Thanks again for your reply - it was greatly appreciated,
Lee C

Wayne,

Sorry for missing such an obvious (in hind sight) thought. I removed /System/Library/CoreServices/ from my excludes file and included the rsync --inplace option and the issue is resolved :-) The differentially updated clone is still bootable and seems ok. I might add that the issue is resolved locally at least, because using the --inplace option is probably not the best way for a remote transfer.
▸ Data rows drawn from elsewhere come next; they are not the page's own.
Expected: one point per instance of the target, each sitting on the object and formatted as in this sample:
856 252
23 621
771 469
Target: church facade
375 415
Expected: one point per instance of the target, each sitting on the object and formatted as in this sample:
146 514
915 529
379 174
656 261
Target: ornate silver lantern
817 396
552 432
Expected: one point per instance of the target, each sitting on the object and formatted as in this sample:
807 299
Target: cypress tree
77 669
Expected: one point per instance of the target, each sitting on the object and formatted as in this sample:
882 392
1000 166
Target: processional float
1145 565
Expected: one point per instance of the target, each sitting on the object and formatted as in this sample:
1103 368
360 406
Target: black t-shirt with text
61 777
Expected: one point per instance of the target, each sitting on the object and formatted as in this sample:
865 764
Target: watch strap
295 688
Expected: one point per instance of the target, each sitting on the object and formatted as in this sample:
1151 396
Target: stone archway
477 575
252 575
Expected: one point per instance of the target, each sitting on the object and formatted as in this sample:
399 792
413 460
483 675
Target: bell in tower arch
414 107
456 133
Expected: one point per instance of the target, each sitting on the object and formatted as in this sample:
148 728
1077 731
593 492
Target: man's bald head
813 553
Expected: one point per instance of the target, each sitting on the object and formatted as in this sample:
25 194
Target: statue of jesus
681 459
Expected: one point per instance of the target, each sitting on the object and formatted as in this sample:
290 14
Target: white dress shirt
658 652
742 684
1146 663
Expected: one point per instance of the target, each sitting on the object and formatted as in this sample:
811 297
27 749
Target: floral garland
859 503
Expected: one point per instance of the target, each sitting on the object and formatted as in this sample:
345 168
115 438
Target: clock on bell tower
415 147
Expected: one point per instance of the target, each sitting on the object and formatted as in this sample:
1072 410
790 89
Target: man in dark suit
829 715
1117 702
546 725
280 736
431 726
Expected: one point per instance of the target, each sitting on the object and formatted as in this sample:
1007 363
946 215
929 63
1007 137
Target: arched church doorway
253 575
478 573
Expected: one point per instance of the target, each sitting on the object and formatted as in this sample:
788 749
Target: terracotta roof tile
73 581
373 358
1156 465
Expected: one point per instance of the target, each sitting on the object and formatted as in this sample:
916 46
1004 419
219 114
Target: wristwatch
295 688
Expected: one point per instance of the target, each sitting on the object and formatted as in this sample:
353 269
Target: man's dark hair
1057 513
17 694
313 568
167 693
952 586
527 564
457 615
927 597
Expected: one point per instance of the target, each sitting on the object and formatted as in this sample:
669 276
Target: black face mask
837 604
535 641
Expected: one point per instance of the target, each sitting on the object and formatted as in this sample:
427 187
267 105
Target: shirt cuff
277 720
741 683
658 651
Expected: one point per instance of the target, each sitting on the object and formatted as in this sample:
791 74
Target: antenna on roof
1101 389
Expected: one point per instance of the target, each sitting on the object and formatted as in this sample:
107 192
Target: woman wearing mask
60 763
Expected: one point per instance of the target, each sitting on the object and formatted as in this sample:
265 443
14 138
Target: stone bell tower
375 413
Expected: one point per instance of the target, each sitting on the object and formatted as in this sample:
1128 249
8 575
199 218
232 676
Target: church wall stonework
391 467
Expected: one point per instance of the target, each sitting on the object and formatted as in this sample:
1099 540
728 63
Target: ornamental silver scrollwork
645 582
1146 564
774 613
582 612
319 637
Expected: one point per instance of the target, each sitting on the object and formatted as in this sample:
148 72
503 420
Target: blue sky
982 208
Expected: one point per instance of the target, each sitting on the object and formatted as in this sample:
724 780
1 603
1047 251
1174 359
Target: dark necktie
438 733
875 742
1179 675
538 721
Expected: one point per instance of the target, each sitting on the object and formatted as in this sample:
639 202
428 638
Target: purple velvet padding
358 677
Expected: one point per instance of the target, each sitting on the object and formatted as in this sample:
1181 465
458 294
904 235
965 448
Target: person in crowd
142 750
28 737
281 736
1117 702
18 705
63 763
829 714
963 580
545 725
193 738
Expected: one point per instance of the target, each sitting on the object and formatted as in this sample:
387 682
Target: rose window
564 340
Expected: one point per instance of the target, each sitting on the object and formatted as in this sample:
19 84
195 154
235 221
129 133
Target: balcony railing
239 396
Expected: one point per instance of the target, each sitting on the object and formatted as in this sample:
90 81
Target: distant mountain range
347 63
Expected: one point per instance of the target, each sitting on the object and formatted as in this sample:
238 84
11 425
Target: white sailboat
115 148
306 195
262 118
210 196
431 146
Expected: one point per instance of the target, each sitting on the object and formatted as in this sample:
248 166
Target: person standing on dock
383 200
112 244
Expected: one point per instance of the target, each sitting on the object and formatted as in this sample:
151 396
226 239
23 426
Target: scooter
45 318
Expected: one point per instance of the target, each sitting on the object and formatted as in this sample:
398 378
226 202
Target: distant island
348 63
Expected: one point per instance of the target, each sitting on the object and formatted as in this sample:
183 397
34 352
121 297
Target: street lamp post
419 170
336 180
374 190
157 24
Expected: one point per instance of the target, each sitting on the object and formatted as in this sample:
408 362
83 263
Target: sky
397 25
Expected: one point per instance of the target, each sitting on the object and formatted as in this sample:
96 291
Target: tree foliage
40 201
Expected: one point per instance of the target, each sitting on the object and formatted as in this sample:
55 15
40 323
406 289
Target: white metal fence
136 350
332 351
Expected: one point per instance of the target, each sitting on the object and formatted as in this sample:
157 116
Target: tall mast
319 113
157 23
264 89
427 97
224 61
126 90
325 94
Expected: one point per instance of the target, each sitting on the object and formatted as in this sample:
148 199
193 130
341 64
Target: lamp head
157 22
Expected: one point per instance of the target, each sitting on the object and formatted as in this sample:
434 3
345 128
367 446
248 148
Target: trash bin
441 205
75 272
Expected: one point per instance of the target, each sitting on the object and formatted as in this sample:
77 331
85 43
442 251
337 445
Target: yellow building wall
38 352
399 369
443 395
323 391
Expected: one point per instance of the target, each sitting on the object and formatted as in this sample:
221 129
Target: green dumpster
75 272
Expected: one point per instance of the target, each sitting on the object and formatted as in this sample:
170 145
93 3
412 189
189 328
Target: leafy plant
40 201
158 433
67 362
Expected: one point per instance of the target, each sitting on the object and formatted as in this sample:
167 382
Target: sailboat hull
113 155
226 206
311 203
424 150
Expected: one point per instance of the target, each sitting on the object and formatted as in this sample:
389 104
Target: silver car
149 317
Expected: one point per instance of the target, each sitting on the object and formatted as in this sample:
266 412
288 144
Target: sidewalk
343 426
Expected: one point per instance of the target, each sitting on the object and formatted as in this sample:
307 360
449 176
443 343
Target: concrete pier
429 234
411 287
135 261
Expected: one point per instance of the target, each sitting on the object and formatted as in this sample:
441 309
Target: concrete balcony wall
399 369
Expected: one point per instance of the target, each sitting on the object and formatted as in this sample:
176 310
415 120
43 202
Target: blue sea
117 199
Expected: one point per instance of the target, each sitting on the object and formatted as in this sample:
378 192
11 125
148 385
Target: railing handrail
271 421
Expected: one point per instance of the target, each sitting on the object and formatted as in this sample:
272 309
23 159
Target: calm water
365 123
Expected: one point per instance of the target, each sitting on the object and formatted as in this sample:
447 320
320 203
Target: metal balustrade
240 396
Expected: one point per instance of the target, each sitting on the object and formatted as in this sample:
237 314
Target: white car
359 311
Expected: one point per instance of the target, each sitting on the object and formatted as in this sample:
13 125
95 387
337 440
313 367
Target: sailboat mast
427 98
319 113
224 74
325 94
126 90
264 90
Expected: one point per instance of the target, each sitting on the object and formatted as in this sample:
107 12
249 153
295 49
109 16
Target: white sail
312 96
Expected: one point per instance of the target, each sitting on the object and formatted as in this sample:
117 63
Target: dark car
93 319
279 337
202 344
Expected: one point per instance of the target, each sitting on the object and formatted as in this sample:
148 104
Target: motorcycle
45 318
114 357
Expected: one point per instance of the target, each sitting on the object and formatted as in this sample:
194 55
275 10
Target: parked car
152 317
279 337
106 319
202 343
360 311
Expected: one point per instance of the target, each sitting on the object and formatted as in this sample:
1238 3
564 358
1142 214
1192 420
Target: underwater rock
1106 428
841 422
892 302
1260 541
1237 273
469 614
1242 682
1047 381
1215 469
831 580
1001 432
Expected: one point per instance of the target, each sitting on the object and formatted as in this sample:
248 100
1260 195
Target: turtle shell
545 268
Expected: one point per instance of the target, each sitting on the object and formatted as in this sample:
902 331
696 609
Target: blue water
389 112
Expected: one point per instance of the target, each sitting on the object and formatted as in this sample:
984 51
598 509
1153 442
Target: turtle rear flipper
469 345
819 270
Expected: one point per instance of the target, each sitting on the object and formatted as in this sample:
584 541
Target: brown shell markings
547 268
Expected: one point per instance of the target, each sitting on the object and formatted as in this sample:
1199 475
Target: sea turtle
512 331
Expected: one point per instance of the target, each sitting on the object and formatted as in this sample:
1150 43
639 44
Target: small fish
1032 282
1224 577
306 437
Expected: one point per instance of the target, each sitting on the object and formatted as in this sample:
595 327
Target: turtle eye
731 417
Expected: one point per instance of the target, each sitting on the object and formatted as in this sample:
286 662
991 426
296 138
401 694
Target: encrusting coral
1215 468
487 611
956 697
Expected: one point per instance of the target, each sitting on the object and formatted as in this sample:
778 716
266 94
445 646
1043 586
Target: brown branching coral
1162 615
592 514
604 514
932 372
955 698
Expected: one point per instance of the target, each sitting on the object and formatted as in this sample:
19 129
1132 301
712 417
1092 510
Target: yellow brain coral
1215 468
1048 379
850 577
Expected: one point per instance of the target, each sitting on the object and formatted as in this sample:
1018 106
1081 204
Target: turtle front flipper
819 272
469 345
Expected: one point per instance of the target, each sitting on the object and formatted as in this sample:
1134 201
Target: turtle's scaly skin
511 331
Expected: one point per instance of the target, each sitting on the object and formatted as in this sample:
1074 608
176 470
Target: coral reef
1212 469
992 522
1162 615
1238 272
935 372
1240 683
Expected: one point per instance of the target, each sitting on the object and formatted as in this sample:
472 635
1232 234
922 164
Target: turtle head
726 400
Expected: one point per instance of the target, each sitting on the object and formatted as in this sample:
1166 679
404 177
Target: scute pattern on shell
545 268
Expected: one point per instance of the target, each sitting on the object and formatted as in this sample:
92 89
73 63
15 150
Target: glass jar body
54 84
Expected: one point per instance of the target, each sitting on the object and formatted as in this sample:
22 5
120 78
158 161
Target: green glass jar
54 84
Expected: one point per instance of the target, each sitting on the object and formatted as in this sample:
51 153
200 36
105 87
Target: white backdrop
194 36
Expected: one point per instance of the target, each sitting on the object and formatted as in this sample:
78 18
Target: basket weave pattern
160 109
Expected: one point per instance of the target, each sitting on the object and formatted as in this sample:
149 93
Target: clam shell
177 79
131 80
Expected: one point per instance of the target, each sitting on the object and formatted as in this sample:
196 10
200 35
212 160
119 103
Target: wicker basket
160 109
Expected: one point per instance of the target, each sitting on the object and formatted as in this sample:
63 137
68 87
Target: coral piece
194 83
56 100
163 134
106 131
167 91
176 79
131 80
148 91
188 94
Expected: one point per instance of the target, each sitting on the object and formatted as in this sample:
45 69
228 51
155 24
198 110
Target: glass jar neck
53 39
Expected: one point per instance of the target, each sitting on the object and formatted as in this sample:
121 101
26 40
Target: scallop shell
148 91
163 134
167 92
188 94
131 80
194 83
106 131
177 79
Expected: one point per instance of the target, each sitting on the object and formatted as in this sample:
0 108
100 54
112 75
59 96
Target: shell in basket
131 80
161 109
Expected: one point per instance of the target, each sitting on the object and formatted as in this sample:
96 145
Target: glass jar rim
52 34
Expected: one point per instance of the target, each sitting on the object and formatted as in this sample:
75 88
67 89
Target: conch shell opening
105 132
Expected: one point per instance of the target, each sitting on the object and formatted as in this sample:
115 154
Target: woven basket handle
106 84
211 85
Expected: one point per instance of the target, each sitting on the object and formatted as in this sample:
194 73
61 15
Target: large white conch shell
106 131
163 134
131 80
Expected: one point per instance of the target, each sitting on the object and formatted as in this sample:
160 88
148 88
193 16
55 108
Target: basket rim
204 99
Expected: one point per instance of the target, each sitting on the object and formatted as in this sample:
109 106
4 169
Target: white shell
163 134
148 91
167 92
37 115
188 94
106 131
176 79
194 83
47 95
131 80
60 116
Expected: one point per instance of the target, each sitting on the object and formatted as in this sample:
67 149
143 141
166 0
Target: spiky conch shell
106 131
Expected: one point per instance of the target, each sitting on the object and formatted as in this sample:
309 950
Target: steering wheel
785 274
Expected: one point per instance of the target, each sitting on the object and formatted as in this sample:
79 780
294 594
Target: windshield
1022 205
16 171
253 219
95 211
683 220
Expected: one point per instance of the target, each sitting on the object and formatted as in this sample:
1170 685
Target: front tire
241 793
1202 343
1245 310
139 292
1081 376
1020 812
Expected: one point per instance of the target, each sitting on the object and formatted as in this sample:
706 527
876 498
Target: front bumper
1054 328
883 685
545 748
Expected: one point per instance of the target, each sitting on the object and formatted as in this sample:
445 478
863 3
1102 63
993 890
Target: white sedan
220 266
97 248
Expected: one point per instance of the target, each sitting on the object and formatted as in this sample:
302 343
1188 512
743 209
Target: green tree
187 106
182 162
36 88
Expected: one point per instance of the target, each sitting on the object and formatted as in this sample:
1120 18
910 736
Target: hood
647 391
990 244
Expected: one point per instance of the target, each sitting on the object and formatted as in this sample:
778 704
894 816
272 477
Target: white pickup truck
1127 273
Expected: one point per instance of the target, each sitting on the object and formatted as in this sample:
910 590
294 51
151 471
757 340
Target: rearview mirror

Maybe the rsync developers will think about the OS X peculiarities in the future and possibly find a solution :-)

Anyway, as a last consideration before the ultimate test of restoring to my working volume from the updated clone, I'm reviewing my choice of not using the -H option. On initial readings of the rsync man pages I included the -H option, but on subsequent readings I took it out. Any thoughts?